Guy Pearce

Mary Queen of Scots

18/01/19

The Tudors are common parlance Chez B&B these days; since downloading the Six The Musical soundtrack, we’ve barely listened to anything else. Of course, this new film is a very different beast, but it does share a few key players, and our recently-discovered interest in the period makes us extra keen to see what’s on offer here.

What Mary Queen Of Scots has in common with Six is its telling of ‘herstory,’ with female experiences placed firmly and unapologetically in the spotlight. The perspectives belong to the women. Not just because they’re the main characters, but because the directors (Josie Rourke and Lucy Moss respectively) are women too, and so everything is reflected through this – sadly still unusual – prism.

Saoirse Ronan is Mary, and she’s every bit as impressive as you’d expect this extraordinary young actor to be. She’s strong and commanding, warm and vulnerable: the heart and heroine of this tale. Margot Robbie, as Mary’s English cousin and counterpart, has arguably the harder role: Elizabeth is less likeable, and burdened with the fact that (spoiler alert!) she has Mary imprisoned and then killed. But Robbie is more than equal to the task, imbuing the English queen with both formidable resolve and an unexpected frailty. The parallels between the two women – and the tragedy that they can not be allies – are central to the film.

The brutality of the era is clearly evoked, with bloody murders a-plenty. Thankfully, there are no extended battle sequences here (I’m a little weary of them); instead, the skirmishes are short and definitive, the armies as small as I suppose they really must have been, the power-grabs and politicking as baffling and depressing as they remain to this day.

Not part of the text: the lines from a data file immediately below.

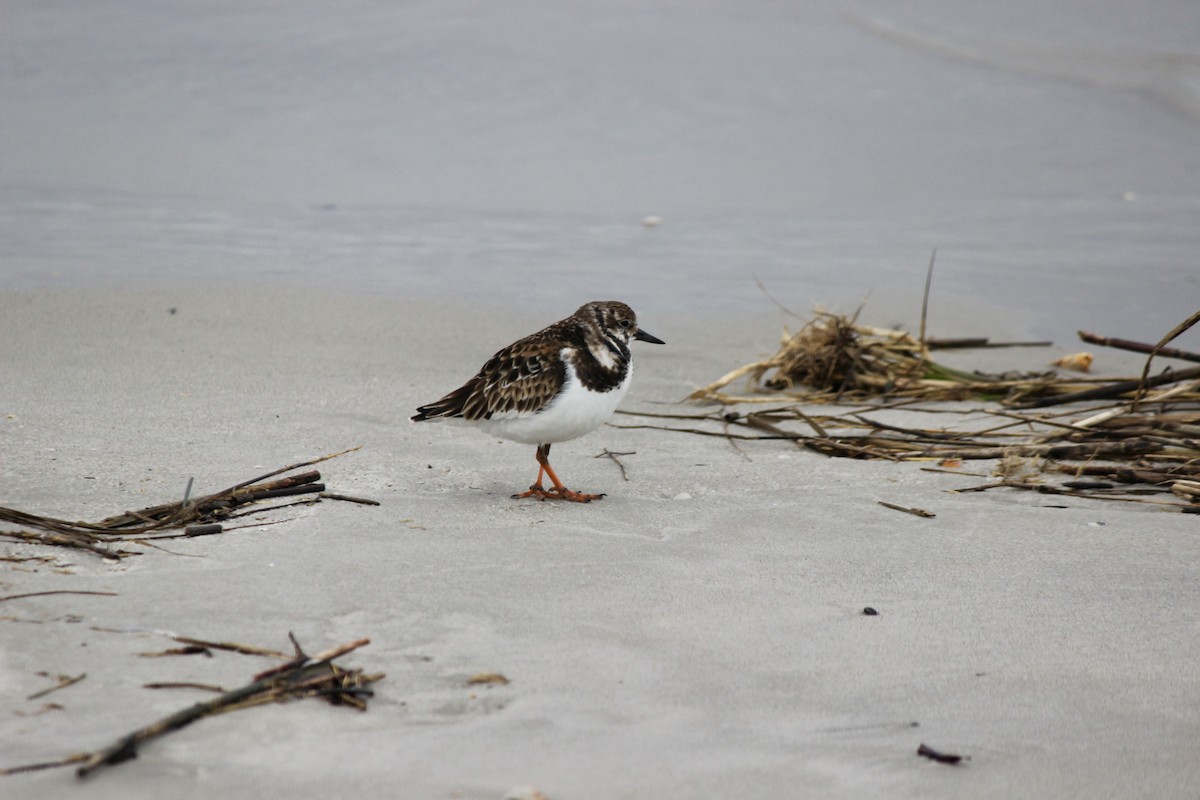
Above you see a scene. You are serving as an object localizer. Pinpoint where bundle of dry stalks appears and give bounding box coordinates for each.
[0,447,378,559]
[643,303,1200,513]
[689,311,1075,404]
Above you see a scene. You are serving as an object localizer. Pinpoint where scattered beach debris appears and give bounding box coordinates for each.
[618,303,1200,516]
[876,500,937,518]
[0,447,379,559]
[0,633,384,777]
[917,742,971,764]
[0,589,116,602]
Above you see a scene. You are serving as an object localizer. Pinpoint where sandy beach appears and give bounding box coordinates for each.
[0,0,1200,800]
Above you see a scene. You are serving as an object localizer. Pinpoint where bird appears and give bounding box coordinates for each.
[412,300,665,503]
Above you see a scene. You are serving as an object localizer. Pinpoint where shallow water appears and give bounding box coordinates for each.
[0,1,1200,344]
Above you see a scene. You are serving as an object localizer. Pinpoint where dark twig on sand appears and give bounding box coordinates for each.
[1079,331,1200,361]
[0,447,364,558]
[593,447,636,481]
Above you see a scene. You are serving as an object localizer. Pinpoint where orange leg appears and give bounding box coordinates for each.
[512,445,604,503]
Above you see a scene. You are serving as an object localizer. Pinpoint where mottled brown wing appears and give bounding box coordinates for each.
[413,339,566,422]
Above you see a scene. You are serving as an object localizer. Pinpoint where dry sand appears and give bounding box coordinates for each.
[0,288,1200,800]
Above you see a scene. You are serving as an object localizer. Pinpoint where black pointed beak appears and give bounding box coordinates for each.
[634,329,666,344]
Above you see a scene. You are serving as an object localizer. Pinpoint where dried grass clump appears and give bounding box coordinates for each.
[689,309,1046,403]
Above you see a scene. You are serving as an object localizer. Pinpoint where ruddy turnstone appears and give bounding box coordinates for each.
[413,300,664,503]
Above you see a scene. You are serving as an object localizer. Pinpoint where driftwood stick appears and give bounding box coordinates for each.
[925,336,1054,350]
[0,589,116,602]
[1133,311,1200,411]
[1013,367,1200,408]
[1079,331,1200,362]
[76,638,371,777]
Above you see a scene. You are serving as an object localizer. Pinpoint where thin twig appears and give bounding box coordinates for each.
[0,589,116,603]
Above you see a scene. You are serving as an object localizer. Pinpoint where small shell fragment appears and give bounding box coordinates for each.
[467,672,512,686]
[504,786,550,800]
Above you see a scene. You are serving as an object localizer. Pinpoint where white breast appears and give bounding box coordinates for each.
[476,362,634,445]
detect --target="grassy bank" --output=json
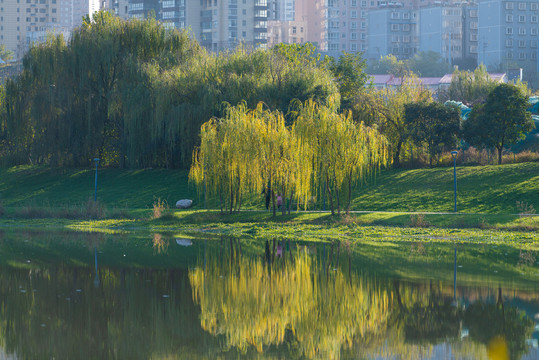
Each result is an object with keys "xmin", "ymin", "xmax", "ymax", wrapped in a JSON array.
[
  {"xmin": 0, "ymin": 162, "xmax": 539, "ymax": 231},
  {"xmin": 0, "ymin": 162, "xmax": 539, "ymax": 214}
]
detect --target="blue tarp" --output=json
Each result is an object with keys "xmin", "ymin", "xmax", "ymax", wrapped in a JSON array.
[{"xmin": 444, "ymin": 100, "xmax": 472, "ymax": 120}]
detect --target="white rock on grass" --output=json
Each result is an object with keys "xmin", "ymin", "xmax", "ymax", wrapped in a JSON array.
[{"xmin": 176, "ymin": 199, "xmax": 193, "ymax": 209}]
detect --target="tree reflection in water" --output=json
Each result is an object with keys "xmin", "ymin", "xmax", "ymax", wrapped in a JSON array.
[
  {"xmin": 189, "ymin": 239, "xmax": 533, "ymax": 359},
  {"xmin": 0, "ymin": 232, "xmax": 539, "ymax": 359}
]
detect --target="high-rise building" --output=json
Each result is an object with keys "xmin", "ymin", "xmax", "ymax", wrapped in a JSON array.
[
  {"xmin": 478, "ymin": 0, "xmax": 539, "ymax": 69},
  {"xmin": 367, "ymin": 3, "xmax": 478, "ymax": 67},
  {"xmin": 367, "ymin": 6, "xmax": 419, "ymax": 60},
  {"xmin": 0, "ymin": 0, "xmax": 100, "ymax": 60},
  {"xmin": 100, "ymin": 0, "xmax": 129, "ymax": 20},
  {"xmin": 419, "ymin": 5, "xmax": 464, "ymax": 64},
  {"xmin": 128, "ymin": 0, "xmax": 268, "ymax": 51}
]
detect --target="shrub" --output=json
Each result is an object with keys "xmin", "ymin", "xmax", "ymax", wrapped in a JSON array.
[{"xmin": 152, "ymin": 198, "xmax": 168, "ymax": 219}]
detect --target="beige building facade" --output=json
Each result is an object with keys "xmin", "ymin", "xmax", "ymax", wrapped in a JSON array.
[{"xmin": 0, "ymin": 0, "xmax": 100, "ymax": 60}]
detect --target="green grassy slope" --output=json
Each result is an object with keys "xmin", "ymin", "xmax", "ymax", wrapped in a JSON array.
[
  {"xmin": 0, "ymin": 162, "xmax": 539, "ymax": 214},
  {"xmin": 352, "ymin": 162, "xmax": 539, "ymax": 213}
]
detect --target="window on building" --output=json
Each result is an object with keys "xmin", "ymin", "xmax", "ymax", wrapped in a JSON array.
[
  {"xmin": 161, "ymin": 11, "xmax": 176, "ymax": 19},
  {"xmin": 129, "ymin": 3, "xmax": 144, "ymax": 11}
]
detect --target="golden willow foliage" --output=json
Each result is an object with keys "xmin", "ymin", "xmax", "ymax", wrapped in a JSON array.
[
  {"xmin": 189, "ymin": 99, "xmax": 388, "ymax": 212},
  {"xmin": 189, "ymin": 251, "xmax": 391, "ymax": 359},
  {"xmin": 0, "ymin": 12, "xmax": 338, "ymax": 167}
]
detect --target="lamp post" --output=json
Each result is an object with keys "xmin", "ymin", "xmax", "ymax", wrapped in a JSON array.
[
  {"xmin": 451, "ymin": 150, "xmax": 459, "ymax": 212},
  {"xmin": 94, "ymin": 158, "xmax": 101, "ymax": 202}
]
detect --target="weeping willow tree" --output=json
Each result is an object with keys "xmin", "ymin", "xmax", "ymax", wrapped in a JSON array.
[
  {"xmin": 189, "ymin": 100, "xmax": 388, "ymax": 215},
  {"xmin": 189, "ymin": 251, "xmax": 391, "ymax": 359},
  {"xmin": 293, "ymin": 100, "xmax": 388, "ymax": 214},
  {"xmin": 2, "ymin": 12, "xmax": 338, "ymax": 167}
]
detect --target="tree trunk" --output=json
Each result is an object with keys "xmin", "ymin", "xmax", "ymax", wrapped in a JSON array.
[
  {"xmin": 271, "ymin": 188, "xmax": 277, "ymax": 217},
  {"xmin": 335, "ymin": 173, "xmax": 341, "ymax": 215},
  {"xmin": 288, "ymin": 190, "xmax": 294, "ymax": 215},
  {"xmin": 346, "ymin": 170, "xmax": 352, "ymax": 215},
  {"xmin": 281, "ymin": 188, "xmax": 286, "ymax": 215},
  {"xmin": 230, "ymin": 189, "xmax": 234, "ymax": 214},
  {"xmin": 393, "ymin": 139, "xmax": 402, "ymax": 168},
  {"xmin": 326, "ymin": 173, "xmax": 335, "ymax": 215}
]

The men might be peripheral, but they’re played with panache by such stalwarts as David Tennant (virtually unidentifable as John Knox, with his strange hat and straggly beard), Jack Lowden (as the loathsome, weak-willed Henry Darley) and Guy Pearce (playing William Cecil, chief advisor to his Neighbours stablemate, Robbie). The structural power bias is evident in the way these men succeed in out-manouevring even the redoubtable Mary, and in Elizabeth’s cannier recognition that the only way she can retain her position is by disavowing her gender, and surrendering her happiness.

A fascinating film, and – if the sold-out screening we’re at is anything to go by – one that is likely to do well. Mind you, we are in Edinburgh. And Mary is the Queen of Scots.

4.2 stars

Susan Singfield

Brimstone

28/09/17

Westerns are a pretty rare species in this day and age, but even rarer is the Dutch Western – indeed, I can’t think of any others before Martin Koolhaven’s Brimstone, a long and rather visceral story that seems to be mostly a mediation on the awful treatment meted out to women in the Old West. With a variety of locations in Europe standing in (pretty convincingly) for America, the film plays audacious tricks with chronology, jumping backwards from time to time to reveal what happened earlier. It finally zooms back to its starting point for a violent conclusion.

When we first meet Liz (Dakota Fanning), she is a married woman with a stepson and a young daughter to care for. She is also mute and we learn, fairly quickly, this is because she has no tongue. When not working alongside her husband raising sheep, she is the local midwife, helping to deliver her neighbour’s children. But the arrival of The Reverend (Guy Pearce) sends her into an evident state of terror. It’s clear from the first sight of him that the two of them have history and that he is there to exact some kind of vengeance. As the film progresses, we learn more about their past… and it’s not an appealing story. This is a relationship forged in hell.

While I take Koolhaven’s point that women were treated abysmally at that time, I think there’s a fine line between the depiction of such brutality and inviting viewers to relish in those depictions. As I watch, women have their tongues cut out. They are whipped, punched, sexually violated and generally abused. Mind you, the violence is not confined to the female characters. One man has his innards cut out and wrapped around his neck. Another is hanged whilst trying to take a crap. This is clearly not The Little House on the Prairie. Pearce’s character must be one of the most irredeemably malevolent creatures ever committed to film; indeed, the film hints at the fact that he might not even be human, but some kind of supernatural being that simply cannot be killed. It also seems to be putting forward the suggestion that religion is at the heart of all evil

If you can get past all the violence, it has to be said that Brimstone is superbly filmed and acted – it’s great to see Dakota Fanning back on screen and brilliantly handling what must be a very demanding role. I also particularly like the evocative score by Junkie XL (who wrote the music for Mad Max: Fury Road). But to be honest, this is a hard film to enjoy – too heavy-handed in its sadistic depictions of brutality for my taste, even if it does feature some powerful scenes. Game of Thrones fans may like to know that it also features Kit Harrington in a minor role as a gunslinger.

Those of you with sensitive stomachs may want to give this one a miss – and if you’re already upset by the sheer volume of violence against women in film, it’s definitely not for you.